Daring the Truth
I’ve been thinking a lot about lying lately, the tiny patterns of lying that go on in our daily lives all the time. Most of us have become so used to lying - to get a sick day, to not attend a friend or colleague’s event, or to not pay quite as much on your taxes this year (or get a bigger refund), that we think nothing of it.
When I go to Facebook, for example, I’m astounded by all the lying I see, and I may spend five or six minutes max on Facebook each day. I don’t have time to use it as an excuse to socialize (without ever really having to do it), and definitely don’t have time to sit around watching peopie lie to my face. How do I know this? I know the people doing the lying. How do I know they’re lying? They’ve told me something completely different on the phone, or confided something sad or dark in passing.
So why has the image of success become more interesting or important than actual success? How have we gotten here, where we’d rather lie than strive for a goal or achievement? While I can’t do much about what other people do, or decide to say or leave out, I can reframe like a mofo.
So I decided to work with lying today, or hiding the truth, or leaving things out so the truth was somehow obscured. As I sat in meditation, I called forth all the lies that were just around me in that moment. I saw a friend who was trying to paint a picture of online success while struggling with addiction, a woman carrying a fake Louis Vuitton bag at the post office (What is it with those bags? Literally no one thinks they’re real, people), and a basketball player trying to convince a ref that he hadn’t committed a foul when the replay showed it, obvious and real.

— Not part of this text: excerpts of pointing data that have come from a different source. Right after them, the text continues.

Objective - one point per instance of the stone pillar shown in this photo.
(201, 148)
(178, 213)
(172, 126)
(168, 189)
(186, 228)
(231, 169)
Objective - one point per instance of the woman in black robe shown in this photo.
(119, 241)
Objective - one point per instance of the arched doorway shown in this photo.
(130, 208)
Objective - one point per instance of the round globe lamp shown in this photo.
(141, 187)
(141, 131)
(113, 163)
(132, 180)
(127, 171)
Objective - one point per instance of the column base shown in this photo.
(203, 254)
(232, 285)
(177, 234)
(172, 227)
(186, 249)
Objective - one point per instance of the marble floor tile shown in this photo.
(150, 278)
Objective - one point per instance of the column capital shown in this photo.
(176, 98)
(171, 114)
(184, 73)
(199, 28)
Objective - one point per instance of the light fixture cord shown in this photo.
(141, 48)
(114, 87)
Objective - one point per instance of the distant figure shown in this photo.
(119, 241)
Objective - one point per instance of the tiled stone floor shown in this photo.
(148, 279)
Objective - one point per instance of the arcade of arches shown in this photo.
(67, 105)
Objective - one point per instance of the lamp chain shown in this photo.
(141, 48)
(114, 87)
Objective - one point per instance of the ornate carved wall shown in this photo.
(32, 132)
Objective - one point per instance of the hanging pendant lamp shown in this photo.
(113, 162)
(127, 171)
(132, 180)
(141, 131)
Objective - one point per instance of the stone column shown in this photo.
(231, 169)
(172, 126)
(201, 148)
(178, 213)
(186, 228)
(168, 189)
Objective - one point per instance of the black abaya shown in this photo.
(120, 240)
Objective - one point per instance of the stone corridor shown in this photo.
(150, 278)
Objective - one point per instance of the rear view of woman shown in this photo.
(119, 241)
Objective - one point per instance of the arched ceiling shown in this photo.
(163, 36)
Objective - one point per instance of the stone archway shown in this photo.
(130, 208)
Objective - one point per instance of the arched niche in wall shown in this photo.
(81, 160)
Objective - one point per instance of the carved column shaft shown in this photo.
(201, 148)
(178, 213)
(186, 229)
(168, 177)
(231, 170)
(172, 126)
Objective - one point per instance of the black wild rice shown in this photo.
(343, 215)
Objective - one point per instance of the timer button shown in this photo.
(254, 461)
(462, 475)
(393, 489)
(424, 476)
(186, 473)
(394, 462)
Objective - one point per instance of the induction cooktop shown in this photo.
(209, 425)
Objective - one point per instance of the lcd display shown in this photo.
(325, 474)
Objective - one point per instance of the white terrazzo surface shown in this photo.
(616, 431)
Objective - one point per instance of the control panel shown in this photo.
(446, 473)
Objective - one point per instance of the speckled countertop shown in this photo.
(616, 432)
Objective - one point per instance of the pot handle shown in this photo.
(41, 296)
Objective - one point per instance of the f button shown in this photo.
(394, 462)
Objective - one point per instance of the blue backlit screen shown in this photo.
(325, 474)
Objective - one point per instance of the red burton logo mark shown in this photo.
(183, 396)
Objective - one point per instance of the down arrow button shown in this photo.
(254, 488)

I let the feelings of the lies wash over me, and take form in my mind’s eye. Surprisingly, they felt much like fear — all closed down and blackly smoking. My chest closed when I felt them. I wanted them gone as soon as possible. I applied the “antidote” as soon as I could: a wide open sense of possibility, blue skies, natural scenes, purpose and a reopened chest to ease breathing. Whew. That’s a lot better. Successfully neutralized.
But when I came out of the meditation, I realized that I didn’t necessarily need to reframe the lying all around me. I needed to dare the truth to come forward in my own life. And when the next moment arose, and I had to tell someone an uncomfortable truth, I did it gently and mindfully, without drama or undue hurt.
One dare successfully down. A billion more to go.